英サンダーランドで始まった国民投票の開票作業(ゲッティ)

 【ロンドン=岡部伸】英国の欧州連合(EU)離脱の是非を問う国民投票が23日実施され、国の将来を左右する「歴史的な機会」(英メディア)に有権者が1票を投じた。約10週間にわたり国論を二分した残留派と離脱派の論戦は、国民の間に亀裂を少なからず生じさせたとみられる。投票所に足を運んだ人からは、投票が終了したことで和解や団結を求める声が上がった。 

 「英国をより強く、より安全で、より良い暮らしが保てるよう投票してくれたすべての人に感謝したい」

 キャメロン首相は23日夜、フェイスブックにそう書き込み、自身が率いる保守党内からも多数の議員が「離脱支持」に回った苦しい戦いぶりをにじませた。

 一方、離脱派の英独立党(UKIP)のファラージュ党首は「(国民投票の勝敗にかかわらず)この戦いに勝利する。独立を取り戻す」と気勢を上げた。

 23日夜に始まった開票では、地域によって結果が割れ、首都ロンドンでは残留派が優勢となったが、中部バーミンガム近郊では離脱派が7割に迫る票を得た町も出た。金融市場では開票速報に反応し、英通貨ポンドが乱高下した。
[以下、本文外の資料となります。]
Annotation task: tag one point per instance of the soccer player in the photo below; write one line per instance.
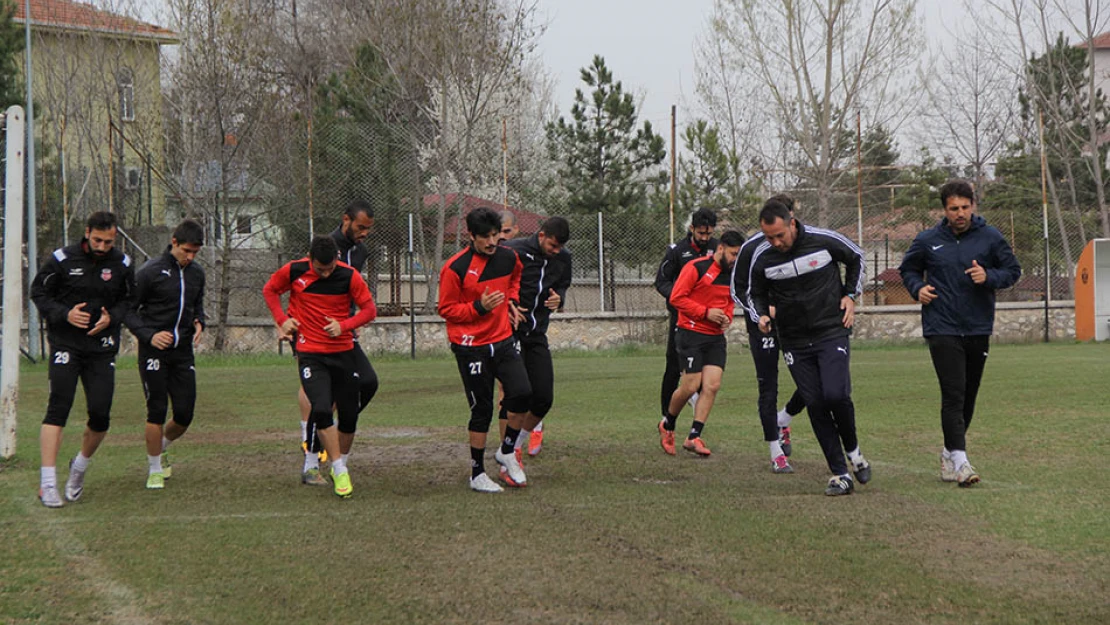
(322, 291)
(544, 280)
(82, 292)
(703, 298)
(357, 222)
(478, 293)
(168, 320)
(764, 348)
(697, 243)
(798, 272)
(954, 269)
(508, 228)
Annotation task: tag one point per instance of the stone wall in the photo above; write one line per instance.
(1015, 322)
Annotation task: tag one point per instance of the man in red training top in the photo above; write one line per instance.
(703, 298)
(478, 291)
(322, 291)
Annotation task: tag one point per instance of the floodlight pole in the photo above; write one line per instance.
(32, 225)
(13, 284)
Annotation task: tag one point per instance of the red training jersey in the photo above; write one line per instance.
(462, 281)
(702, 285)
(313, 298)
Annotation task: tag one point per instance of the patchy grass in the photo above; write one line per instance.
(611, 530)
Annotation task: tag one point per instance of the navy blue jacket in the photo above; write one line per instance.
(939, 258)
(676, 258)
(72, 275)
(538, 274)
(168, 298)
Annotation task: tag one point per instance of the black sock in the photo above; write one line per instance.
(477, 462)
(696, 430)
(669, 422)
(508, 443)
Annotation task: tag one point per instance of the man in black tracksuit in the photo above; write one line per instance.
(357, 221)
(544, 280)
(168, 319)
(798, 272)
(954, 270)
(83, 292)
(697, 243)
(765, 350)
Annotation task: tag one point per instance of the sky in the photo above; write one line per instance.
(648, 44)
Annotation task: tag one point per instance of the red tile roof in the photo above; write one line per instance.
(62, 14)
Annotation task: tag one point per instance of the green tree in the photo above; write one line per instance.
(11, 44)
(611, 165)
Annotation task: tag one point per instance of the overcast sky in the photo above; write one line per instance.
(648, 44)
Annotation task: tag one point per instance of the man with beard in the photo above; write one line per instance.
(704, 301)
(83, 291)
(357, 221)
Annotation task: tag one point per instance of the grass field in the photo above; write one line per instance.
(609, 531)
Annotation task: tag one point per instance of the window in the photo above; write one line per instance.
(127, 88)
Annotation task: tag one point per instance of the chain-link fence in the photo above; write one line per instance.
(262, 201)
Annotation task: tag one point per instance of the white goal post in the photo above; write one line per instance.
(14, 125)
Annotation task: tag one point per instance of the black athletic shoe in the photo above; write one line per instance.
(861, 471)
(839, 485)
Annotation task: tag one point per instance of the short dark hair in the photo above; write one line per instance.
(704, 217)
(190, 232)
(359, 207)
(482, 221)
(556, 228)
(101, 220)
(323, 249)
(957, 188)
(773, 210)
(783, 199)
(732, 239)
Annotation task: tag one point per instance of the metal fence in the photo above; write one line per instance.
(262, 205)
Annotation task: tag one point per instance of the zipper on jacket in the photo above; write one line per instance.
(181, 305)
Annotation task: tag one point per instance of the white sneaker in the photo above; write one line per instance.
(50, 497)
(947, 469)
(483, 484)
(967, 475)
(74, 485)
(515, 472)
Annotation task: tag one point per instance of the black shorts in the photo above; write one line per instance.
(169, 374)
(478, 366)
(697, 350)
(328, 380)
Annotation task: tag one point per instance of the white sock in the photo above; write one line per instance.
(311, 461)
(80, 463)
(48, 476)
(776, 449)
(339, 467)
(959, 459)
(784, 419)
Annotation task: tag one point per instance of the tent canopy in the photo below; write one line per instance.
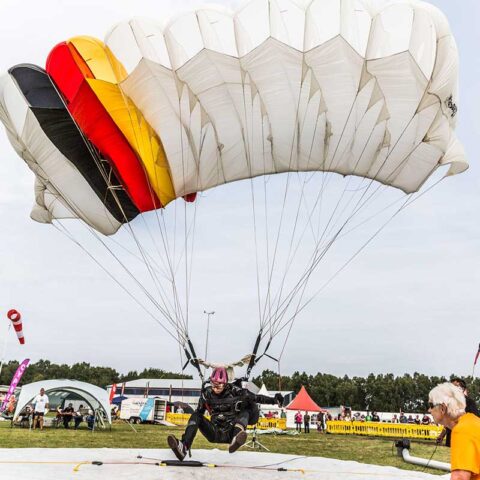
(304, 402)
(95, 396)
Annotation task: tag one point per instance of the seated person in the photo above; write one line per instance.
(67, 414)
(231, 409)
(90, 420)
(78, 417)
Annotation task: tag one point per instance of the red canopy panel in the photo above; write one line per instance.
(69, 72)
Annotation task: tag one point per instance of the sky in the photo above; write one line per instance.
(408, 303)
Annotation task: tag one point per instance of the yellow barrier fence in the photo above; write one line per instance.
(181, 419)
(391, 430)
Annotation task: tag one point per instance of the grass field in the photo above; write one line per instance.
(361, 449)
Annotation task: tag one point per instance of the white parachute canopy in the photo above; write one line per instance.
(345, 98)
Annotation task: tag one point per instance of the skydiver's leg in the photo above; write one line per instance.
(239, 435)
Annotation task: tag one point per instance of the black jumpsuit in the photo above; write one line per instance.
(235, 406)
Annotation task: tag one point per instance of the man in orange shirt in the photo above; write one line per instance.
(447, 406)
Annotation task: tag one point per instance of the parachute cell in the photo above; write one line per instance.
(317, 90)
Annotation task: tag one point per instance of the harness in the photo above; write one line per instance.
(224, 409)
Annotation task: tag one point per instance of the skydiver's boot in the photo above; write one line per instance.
(239, 438)
(178, 447)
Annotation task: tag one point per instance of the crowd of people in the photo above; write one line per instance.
(66, 415)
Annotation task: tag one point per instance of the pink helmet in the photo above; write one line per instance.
(219, 375)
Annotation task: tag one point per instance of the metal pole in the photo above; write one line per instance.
(208, 329)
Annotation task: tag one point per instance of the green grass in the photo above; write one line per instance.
(343, 447)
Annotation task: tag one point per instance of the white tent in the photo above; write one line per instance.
(95, 396)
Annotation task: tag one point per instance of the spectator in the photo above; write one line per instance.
(90, 420)
(78, 417)
(471, 407)
(320, 422)
(447, 404)
(40, 409)
(306, 422)
(426, 420)
(298, 421)
(67, 415)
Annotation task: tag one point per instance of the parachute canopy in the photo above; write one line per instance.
(355, 94)
(357, 87)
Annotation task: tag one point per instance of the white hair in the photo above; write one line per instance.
(451, 396)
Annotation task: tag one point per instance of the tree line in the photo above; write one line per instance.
(382, 393)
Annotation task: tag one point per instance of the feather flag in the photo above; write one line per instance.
(16, 320)
(477, 355)
(15, 380)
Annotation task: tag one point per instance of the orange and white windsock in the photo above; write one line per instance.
(16, 319)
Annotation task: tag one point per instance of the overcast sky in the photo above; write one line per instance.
(408, 303)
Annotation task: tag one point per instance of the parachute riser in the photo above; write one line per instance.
(192, 358)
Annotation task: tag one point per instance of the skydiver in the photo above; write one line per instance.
(231, 409)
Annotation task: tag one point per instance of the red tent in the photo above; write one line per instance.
(303, 402)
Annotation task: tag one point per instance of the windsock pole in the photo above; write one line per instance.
(4, 350)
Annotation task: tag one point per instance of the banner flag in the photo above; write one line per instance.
(13, 385)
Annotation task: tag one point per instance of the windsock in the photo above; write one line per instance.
(16, 319)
 ロンドン中心部、ソーホー・ガーデン近くの投票所で「残留」に投じた広告代理店に勤めるジーェムズ・ベーカーさん(29)は、「ロシアの伸長に対抗するにはEUに留まって他国と連帯すべき」と考え、ビラ配りなど残留派の運動に参加。「憎悪や外国人嫌いを広げるべきではない。投票結果が出れば離脱派と和解したい」と語った。

 一方、チェルシー地区で教師を務めるマリア・シンプソンさん(48)は、「EUが官僚的で民主主義が守られていないようなので疑問に思っていた」と離脱に投票したが、家族や親族の間でも論争が生じたと打ち明け、「うんざりしている」と話した。